Les premiers évangélisateurs de l'Amérique du Nord n'étaient pas Russes mais Irlandais, de culture celtico-latine et pas orientale ou slave. Et c'était totalement Orthodoxe. C'est historique, c'est tout. Il faut le rappeler à temps et à contre-temps. Et ce n'était pas non plus dans leurs habitudes d'imposer la Foi par l'épée, ils étaient plutôt habitués à verser leur sang pour le Christ qu'à faire verser le sang d'autrui.

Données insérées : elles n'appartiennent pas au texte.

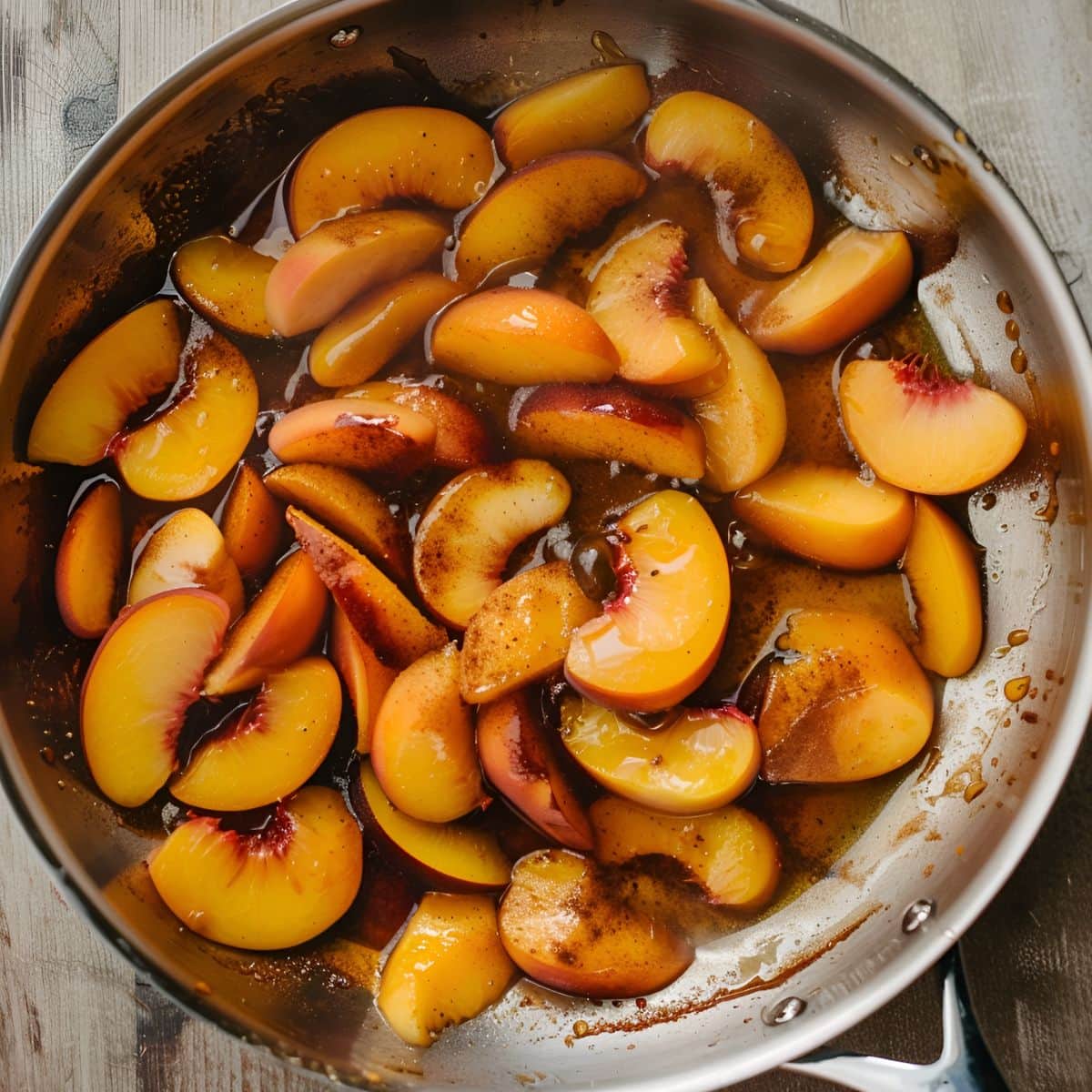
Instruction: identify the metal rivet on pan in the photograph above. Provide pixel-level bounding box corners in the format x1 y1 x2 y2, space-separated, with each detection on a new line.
902 899 937 933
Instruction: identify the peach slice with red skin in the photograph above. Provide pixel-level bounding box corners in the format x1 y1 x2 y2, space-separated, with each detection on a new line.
170 656 340 812
476 690 592 850
26 299 182 466
508 383 705 479
80 588 228 808
837 356 1027 495
413 459 572 629
288 106 493 237
492 62 651 170
455 152 648 288
110 328 258 500
268 399 436 475
371 643 487 824
148 785 364 951
758 611 933 784
266 208 448 338
732 463 914 569
497 850 693 997
54 480 122 638
428 286 618 387
307 272 462 387
644 91 814 273
564 490 731 712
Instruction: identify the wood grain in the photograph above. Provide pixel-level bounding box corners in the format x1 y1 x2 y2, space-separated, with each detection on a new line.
0 0 1092 1092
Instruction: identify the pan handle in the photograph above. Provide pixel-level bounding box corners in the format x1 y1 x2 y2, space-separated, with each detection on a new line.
784 945 1009 1092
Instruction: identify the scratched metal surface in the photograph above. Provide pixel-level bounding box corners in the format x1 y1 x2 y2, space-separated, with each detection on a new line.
0 0 1092 1092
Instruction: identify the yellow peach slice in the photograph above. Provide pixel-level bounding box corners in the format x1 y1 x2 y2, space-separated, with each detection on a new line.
80 589 228 808
497 850 693 997
26 299 182 466
413 459 572 629
564 490 731 712
54 480 122 638
644 91 814 273
170 235 277 338
127 508 246 622
430 288 618 386
288 106 493 236
376 891 515 1046
110 333 258 500
492 64 650 170
307 273 462 387
744 228 914 355
371 643 486 823
148 785 364 951
590 796 781 910
837 356 1027 495
588 220 720 384
455 152 646 288
266 208 448 338
690 279 787 492
460 561 601 703
204 551 327 695
733 463 914 569
349 761 512 892
268 399 436 475
264 463 410 581
758 611 933 784
900 497 982 678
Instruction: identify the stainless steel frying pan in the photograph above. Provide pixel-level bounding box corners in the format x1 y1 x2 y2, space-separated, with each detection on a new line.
0 0 1092 1092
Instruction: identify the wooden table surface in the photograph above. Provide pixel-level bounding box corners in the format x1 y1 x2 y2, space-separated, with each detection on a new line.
0 0 1092 1092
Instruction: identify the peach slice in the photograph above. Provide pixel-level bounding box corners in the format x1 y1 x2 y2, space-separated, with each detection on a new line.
338 379 493 470
204 551 327 695
508 383 705 479
148 785 364 951
54 480 122 638
733 463 914 569
371 642 487 824
900 497 982 678
219 462 284 577
329 607 398 754
758 611 933 784
428 288 618 387
588 220 720 384
690 279 787 492
266 463 410 580
460 561 601 703
268 399 436 475
492 64 651 170
564 490 731 712
307 272 462 387
497 850 693 997
288 508 448 670
26 299 182 466
455 152 648 286
288 106 493 236
746 228 914 355
127 508 246 622
644 91 814 273
170 656 340 812
110 332 258 500
591 796 781 910
349 761 512 892
837 356 1027 495
561 694 763 815
170 235 277 338
266 208 448 338
376 891 515 1046
80 588 228 808
477 690 592 850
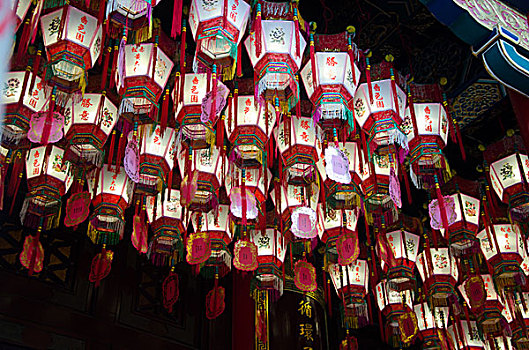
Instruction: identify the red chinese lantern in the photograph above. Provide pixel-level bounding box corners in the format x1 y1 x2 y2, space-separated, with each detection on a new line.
40 5 103 93
353 59 408 153
20 145 73 230
1 68 49 148
64 94 119 167
146 189 186 266
415 248 459 307
301 32 360 133
116 37 174 123
189 0 251 79
88 164 134 245
244 1 307 111
251 228 287 295
136 124 176 194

A l'époque des saints Cyril et Méthode, le latin était encore relativement "langue vernaculaire" dans nos régions. C'est d'ailleurs pour rendre la Foi accessible aux populations évangélisées à partir du 1er siècle que tout a été traduit puis composé directement en latin.
Et les régions où les 2 saints missionnaires n'étaient pas techniquement en juridiction de la métropole germanique qui les revendiquaient, d'où la décision par laquelle saint Méthode a reçu du pape de Rome l'autorisation pour sa mission évangélisatrice et sa langue liturgique. Ce n'est donc pas une nième différence entre "mauvais Latins" et "bons Grecs". Pour terminer sur ce non-argument, on rappellera qu'en 2013, tant Grecs que Russes utilisent pour la Liturgie une langue ancienne, langue morte, qui n'est pas la langue vernaculaire et n'est pas vraiment comprise par la plupart des fidèles... 

Là on rejoint aussi cet appel évangélisateur du hiéromoine Tryphon - la langue vernaculaire, à savoir la langue locale, au lieu d'une langue médiévale ou d'une langue d'un pays étranger. Si la majorité des fidèles fréquentant une paroisse est capable d'aller faire ses courses au magasin et traiter avec l'administration dans la langue du pays, alors elle est capable de célébrer Dieu dans la langue du pays. Sinon ça reste ce que c'est actuellement : un club ethnique, soit exactement le contraire de ce que le Christ a demandé.

1 commentaire:

Philippe Crévieaux a dit…

Quelle "EORHF"? L'ersatz moscoutaire ou celle demeurée sous Vladyka Vladimir?

Effectivement, il faut "démythologiser" l'histoire de l'Eglise.